Advanced imaging systems are widely used for observing retinal tissue and are essential tools for diagnosing and studying retinal diseases. Even with adaptive optics retinal imaging, a technique that compensates for light distortions using deformable mirrors and computer-driven algorithms, there are still some areas of the photoreceptor mosaic that are challenging to image, the team say.

“Sometimes rods are hard to image because they are so small,” said first author of the paper, Dr Rongwen Lu. “By eliminating some of the light in the system, it actually makes it easier to see the rods. So in this case, less is more.”

By blocking the light that illuminates the eye in the middle of the beam, to create a ring of light (rather than a disk), the researchers improved the transverse resolution (across the mosaic). However, that came at the expense of axial resolution (mosaic depth). To compensate, the team blocked the light coming back from the eye using a super small pinhole, called a sub-Airy disk, which recovers the axial resolution that would have been lost using the ring of light alone.

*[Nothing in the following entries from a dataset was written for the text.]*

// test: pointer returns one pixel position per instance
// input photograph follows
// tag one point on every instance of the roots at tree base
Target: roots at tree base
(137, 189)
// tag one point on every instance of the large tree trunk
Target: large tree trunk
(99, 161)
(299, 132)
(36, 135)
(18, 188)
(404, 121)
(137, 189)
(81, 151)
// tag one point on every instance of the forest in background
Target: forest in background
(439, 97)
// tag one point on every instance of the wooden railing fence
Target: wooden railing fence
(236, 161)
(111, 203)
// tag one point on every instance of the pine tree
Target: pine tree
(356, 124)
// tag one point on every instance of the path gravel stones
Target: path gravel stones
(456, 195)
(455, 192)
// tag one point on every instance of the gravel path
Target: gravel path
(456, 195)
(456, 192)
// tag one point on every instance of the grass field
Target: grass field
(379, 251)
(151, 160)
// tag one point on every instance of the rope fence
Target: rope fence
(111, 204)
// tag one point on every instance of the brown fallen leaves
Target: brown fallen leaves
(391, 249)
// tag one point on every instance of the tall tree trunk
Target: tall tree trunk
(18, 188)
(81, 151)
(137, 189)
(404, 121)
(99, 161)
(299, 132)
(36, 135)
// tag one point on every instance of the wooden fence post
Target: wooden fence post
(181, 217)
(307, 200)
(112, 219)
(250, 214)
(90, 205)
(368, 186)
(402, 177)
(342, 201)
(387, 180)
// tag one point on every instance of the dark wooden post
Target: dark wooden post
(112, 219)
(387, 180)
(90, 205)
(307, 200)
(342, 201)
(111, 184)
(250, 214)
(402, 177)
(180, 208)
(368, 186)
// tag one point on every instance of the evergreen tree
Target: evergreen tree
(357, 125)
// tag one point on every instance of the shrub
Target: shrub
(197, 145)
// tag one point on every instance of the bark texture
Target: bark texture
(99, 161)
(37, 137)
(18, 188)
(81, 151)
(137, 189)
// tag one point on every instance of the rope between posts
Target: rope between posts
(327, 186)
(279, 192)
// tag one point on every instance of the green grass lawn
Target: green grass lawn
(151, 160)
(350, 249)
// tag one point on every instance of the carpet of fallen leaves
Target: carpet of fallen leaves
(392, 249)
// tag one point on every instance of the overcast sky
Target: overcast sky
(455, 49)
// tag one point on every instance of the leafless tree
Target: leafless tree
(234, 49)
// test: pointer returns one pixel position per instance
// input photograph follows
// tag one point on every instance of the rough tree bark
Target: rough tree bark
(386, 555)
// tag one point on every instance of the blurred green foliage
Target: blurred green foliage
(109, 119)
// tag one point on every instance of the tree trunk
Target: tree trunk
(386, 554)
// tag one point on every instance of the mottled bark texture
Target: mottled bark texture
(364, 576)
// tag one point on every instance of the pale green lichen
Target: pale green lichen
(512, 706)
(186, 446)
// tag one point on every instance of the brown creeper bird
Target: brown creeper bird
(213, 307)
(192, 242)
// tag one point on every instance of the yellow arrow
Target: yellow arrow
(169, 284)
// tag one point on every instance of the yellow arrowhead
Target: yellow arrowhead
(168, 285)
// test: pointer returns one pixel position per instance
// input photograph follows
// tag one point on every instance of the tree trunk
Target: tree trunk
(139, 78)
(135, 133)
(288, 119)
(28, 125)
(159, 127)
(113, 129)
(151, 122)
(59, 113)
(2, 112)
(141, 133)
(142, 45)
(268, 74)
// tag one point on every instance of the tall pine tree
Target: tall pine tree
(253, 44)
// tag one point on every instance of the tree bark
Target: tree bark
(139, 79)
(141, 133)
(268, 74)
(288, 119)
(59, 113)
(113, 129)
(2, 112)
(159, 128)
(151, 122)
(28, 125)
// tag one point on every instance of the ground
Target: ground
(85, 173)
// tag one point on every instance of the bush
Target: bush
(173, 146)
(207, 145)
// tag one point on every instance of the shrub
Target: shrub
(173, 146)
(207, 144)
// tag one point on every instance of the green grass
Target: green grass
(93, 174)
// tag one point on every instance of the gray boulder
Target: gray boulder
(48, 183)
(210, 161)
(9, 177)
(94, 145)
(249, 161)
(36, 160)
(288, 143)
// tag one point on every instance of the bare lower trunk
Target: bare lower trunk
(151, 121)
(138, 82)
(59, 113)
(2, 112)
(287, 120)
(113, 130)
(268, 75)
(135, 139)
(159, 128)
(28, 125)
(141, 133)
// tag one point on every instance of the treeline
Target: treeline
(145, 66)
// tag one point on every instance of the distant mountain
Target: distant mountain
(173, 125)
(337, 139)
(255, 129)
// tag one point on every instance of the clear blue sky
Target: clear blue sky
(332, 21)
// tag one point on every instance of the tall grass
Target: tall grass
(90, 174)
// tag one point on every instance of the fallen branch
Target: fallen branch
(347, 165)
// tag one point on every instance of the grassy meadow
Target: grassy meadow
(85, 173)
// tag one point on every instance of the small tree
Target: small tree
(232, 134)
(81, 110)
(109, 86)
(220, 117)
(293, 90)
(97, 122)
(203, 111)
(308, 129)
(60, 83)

Combining the ring illumination with the sub-Airy disk imaging results in the best visualisation. The tweaked technique yields about a 33 percent increase in resolution, which made it much easier to see rods, as well as subcellular details within cones.

The team say the new technique also enhanced the visualisation of the photoreceptor mosaic with another technique called non-confocal split-detection, which is yet another type of microscopy that provides a complementary view of the photoreceptor mosaic.